Он, как пила, отрезал Корнеева от тепляка.

Приходилось ждать. Корнеев потянул ремешок и посмотрел на часы. Двадцать три минуты восьмого.

Дул пыльный, горячий ветер.

На переезде с двух сторон копились люди и транспорт. Наиболее нетерпеливые вскакивали па ползущие площадки. Они высоко пробегали спиной или лицом к движению и спрыгивали, крутясь, на другую сторону.

Девчата-землекопы – вторая смена – в цветных кофтах и сборчатых юбках, взявшись цепью под ручки, сели в ряд на землю и раскинули лапти. Они, смеясь, смотрели снизу вверх на бегущие колеса, сверкая сплошной бригадой звуков.

А на той стороне от тепляка к переезду уже торопился десятник Мося. Он бежал от широких ворот по мосткам, болтая перед собой развинченными руками, как голкипер.

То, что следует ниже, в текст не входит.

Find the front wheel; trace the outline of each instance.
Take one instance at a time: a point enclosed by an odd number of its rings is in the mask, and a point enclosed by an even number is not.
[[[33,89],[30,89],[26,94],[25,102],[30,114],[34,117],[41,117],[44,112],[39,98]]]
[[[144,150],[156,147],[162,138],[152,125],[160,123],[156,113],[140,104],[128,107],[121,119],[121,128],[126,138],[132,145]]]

Мося из себя такой: лицо – скуластый глиняный кувшин; щегольская батумская кепка; гончарные уши; прекрасный, приплюснутый нос индейского профиля, глаза быстрые, неистовые, воровские.

Между Мосей и Корнеевым мелькали платформы. Под нажимом колес клавишами бежали шпалы. Мося издали заметил Корнеева.

– Товарищ прораб!

У Моси был грубый мальчишеский голос, способный разбудить мертвого.

Корнеев не услышал. Он сосредоточенно ходил взад-вперед у переезда, сам с собой разговаривая:

"В конце концов… Может так дальше продолжаться или не может? – Не может. – Возможно жить все время двойной жизнью? – Абсолютно невозможно. Хорошо. – Что нужно делать? – Нужно решать. – Что решать? – Что-нибудь одно. Или – или…"

У Корнеева было очень подвижное лицо. Он ходил, подергивая носом и гримасничая.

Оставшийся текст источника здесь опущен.